The men's study can be found at Curhan SG et al. Analgesic use and the risk of hearing loss in men. Am J Med 2010; 123(3):231-237.

 

The study with men was also out of Brigham and Women's Hospital and supported by NIH. The study examined the association between self-reported professionally diagnosed hearing loss and regular use of aspirin, NSAIDs and acetaminophen in 26,917 men ages 40-74 years at baseline in 1986. Participants completed detailed questionnaires at baseline and every 2 years thereafter. Cases of new onset hearing loss were defined as those diagnosed after 1986.
Results of the men's study

 

During 369,079 person-years of follow up, 3,488 cases of hearing loss were reported. Regular analgesic use was defined as 2 or more times per week, of aspirin, NSAIDs and acetaminophen. Regular use of each analgesic was independently associated with an increased risk of hearing loss for all three types of analgesics.

 

  1. The increased risk of hearing loss in participants who were regular users compared with participants who used the specified analgesic less than twice a week were 12% increased risk for aspirin, 21% increased risk for NSAIDs and 22% increased risk for acetaminophen.
  2. For NSAIDs and acetaminophen, the risk of hearing loss increased with longer duration of regular use.
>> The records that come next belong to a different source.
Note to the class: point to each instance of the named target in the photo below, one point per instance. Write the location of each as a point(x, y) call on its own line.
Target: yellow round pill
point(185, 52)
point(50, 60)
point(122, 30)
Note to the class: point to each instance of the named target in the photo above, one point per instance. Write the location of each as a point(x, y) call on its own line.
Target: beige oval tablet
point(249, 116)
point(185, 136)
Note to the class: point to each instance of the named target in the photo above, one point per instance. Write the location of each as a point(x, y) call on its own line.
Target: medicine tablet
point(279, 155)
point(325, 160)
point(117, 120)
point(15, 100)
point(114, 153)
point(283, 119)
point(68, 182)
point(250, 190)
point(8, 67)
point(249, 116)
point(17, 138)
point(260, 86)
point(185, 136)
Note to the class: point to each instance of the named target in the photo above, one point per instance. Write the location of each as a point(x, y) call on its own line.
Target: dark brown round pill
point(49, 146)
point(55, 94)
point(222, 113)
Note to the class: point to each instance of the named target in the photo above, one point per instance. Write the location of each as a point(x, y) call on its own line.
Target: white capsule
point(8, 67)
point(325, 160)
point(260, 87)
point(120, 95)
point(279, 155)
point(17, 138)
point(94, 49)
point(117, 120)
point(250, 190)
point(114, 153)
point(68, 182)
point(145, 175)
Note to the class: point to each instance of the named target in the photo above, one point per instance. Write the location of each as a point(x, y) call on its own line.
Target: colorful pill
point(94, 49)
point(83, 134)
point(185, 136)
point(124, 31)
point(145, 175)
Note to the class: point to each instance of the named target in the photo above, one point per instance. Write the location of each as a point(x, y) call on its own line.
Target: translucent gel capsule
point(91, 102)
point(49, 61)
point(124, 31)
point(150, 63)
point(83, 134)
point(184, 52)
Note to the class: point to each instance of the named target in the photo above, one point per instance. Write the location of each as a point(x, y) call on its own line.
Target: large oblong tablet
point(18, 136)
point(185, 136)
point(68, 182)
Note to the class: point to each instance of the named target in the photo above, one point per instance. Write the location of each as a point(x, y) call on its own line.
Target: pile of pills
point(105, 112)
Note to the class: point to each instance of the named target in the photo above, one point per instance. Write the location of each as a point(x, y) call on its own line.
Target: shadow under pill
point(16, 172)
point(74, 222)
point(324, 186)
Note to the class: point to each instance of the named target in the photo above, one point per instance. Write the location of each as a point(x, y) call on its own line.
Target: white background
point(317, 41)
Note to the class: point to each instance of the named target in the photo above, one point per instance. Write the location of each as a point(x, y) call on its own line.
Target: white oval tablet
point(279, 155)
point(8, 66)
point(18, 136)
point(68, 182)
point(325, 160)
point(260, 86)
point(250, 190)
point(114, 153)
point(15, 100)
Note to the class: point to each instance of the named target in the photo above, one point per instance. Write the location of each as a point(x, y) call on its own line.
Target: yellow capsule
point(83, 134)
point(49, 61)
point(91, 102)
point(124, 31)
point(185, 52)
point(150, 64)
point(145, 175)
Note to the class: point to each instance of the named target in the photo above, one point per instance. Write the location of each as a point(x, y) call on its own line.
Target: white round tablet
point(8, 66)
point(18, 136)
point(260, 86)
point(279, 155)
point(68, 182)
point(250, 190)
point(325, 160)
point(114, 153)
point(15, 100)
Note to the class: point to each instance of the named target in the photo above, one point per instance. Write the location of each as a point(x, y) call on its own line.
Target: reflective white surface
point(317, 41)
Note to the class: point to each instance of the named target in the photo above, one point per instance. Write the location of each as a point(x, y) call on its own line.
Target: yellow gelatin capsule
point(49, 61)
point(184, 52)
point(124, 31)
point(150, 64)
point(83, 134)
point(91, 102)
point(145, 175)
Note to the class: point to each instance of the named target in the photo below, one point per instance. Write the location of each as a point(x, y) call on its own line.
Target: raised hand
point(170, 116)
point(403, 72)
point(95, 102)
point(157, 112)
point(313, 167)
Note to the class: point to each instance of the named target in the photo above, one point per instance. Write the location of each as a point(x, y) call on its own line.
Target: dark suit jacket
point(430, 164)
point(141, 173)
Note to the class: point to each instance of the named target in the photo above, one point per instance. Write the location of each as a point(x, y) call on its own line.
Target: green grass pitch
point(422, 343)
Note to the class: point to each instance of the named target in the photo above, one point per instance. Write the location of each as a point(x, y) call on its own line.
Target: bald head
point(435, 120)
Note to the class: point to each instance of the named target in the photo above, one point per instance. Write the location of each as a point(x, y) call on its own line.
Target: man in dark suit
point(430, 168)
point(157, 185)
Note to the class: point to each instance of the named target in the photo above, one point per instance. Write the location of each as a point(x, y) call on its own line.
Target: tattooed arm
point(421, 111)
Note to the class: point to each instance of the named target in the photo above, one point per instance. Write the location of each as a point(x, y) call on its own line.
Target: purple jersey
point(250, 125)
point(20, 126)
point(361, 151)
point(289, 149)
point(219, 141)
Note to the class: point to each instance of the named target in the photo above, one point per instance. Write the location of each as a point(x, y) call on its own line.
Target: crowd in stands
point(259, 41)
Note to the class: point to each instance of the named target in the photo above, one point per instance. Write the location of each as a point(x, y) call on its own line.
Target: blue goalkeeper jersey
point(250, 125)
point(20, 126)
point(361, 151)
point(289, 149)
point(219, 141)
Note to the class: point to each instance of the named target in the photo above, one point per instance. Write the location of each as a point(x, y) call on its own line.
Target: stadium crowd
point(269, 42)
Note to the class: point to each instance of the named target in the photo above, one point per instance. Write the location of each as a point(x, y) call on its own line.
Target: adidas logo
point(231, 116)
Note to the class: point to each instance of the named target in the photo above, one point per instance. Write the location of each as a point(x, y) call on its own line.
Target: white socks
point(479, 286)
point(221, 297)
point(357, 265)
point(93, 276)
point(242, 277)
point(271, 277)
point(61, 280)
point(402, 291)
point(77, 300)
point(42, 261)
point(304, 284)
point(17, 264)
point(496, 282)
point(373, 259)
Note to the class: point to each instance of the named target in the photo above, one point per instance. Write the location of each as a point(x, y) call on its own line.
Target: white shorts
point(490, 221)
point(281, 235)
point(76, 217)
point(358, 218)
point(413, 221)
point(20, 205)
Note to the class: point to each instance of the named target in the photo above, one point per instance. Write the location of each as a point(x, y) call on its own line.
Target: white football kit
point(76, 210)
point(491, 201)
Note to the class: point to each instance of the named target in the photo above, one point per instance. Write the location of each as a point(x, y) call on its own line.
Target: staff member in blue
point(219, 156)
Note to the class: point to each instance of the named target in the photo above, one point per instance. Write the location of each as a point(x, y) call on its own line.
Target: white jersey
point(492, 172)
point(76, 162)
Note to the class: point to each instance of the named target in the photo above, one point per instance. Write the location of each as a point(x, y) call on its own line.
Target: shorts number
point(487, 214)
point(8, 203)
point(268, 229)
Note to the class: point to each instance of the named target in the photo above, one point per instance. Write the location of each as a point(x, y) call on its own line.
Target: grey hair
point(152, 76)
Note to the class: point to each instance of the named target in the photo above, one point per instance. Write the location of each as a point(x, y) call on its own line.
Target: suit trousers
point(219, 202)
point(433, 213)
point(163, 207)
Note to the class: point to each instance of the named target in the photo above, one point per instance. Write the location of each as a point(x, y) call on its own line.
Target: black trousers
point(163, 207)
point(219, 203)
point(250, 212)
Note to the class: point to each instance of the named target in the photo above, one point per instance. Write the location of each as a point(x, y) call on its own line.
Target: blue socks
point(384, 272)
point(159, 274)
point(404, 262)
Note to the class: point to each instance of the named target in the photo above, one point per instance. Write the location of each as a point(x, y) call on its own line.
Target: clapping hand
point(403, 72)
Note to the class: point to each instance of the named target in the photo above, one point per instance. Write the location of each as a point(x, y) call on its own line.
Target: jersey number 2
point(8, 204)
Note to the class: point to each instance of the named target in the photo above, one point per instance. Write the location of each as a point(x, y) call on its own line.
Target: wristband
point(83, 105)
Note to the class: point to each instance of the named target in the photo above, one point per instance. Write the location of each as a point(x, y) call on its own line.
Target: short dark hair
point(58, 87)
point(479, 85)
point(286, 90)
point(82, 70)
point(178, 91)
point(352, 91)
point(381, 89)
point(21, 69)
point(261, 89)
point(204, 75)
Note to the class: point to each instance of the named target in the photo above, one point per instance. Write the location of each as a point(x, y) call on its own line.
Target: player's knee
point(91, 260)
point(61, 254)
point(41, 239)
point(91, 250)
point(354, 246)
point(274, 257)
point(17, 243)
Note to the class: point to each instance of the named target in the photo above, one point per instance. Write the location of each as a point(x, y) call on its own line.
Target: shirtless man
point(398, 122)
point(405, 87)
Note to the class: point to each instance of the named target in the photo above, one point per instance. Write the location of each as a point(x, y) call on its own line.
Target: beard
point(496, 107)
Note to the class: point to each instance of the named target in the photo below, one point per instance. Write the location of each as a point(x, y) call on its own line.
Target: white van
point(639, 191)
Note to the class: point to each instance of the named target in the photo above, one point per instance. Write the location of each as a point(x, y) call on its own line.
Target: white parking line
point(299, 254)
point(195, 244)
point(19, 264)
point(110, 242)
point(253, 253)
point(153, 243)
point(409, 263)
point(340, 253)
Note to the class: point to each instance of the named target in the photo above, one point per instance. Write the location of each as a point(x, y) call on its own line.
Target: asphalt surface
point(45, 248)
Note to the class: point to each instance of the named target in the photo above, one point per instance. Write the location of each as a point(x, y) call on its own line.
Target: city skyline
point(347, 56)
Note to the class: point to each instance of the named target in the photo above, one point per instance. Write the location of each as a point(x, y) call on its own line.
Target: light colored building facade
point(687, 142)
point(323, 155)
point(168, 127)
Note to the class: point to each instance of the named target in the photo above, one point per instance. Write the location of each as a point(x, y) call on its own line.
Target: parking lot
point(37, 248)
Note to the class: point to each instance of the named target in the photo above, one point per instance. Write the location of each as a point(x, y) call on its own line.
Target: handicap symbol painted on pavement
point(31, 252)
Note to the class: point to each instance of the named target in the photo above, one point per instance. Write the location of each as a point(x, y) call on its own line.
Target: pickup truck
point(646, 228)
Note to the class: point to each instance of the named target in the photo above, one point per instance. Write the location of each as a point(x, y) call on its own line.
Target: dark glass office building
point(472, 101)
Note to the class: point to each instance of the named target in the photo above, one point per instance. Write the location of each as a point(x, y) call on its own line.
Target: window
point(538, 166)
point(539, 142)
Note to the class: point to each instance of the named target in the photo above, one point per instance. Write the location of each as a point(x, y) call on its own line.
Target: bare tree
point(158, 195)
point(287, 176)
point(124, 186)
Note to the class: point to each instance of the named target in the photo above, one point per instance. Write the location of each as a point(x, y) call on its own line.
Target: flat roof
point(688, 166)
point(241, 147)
Those who used aspirin regularly for 1-4 years were 28% more likely to develop hearing loss than those who did not use aspirin regularly; the risk did not increase further with longer duration of use.
  3. Those who used NSAIDs regularly for 4 or more years were 33% more likely to develop hearing loss than those who did not use NSAIDs regularly.
  4. The risk of hearing loss with 4 or more years of regular acetaminophen use also was 33% higher.
  5. For aspirin, regular users less than 50 years of age and those between 50-59 years were 33% more likely to have hearing loss than were non-regular users.
  6. For NSAIDs, regular users less than 50 years of age were 61% more likely, those between 50-59 years were 32% more likely, and those 60 years or older were 16% more likely to develop hearing loss than non-regular users.
  7. For acetaminophen, regular users less than 50 years of age were 99% more likely, those 50-59 years 38% more likely, and those over 60 years were 16% more likely to have hearing loss than non-regular users.

 

The authors of the study concluded that in men, regular use of analgesics, specifically aspirin, NSAIDs and acetaminophen might increase the risk of hearing loss, particularly in younger individuals. Given the high prevalence of regular analgesic use and health and social implications of hearing impairment, this represents an important public health issue.

 

The authors did comment that the study was carried out in a population of predominantly white men and additional studies are needed to examine these associations in other racial groups.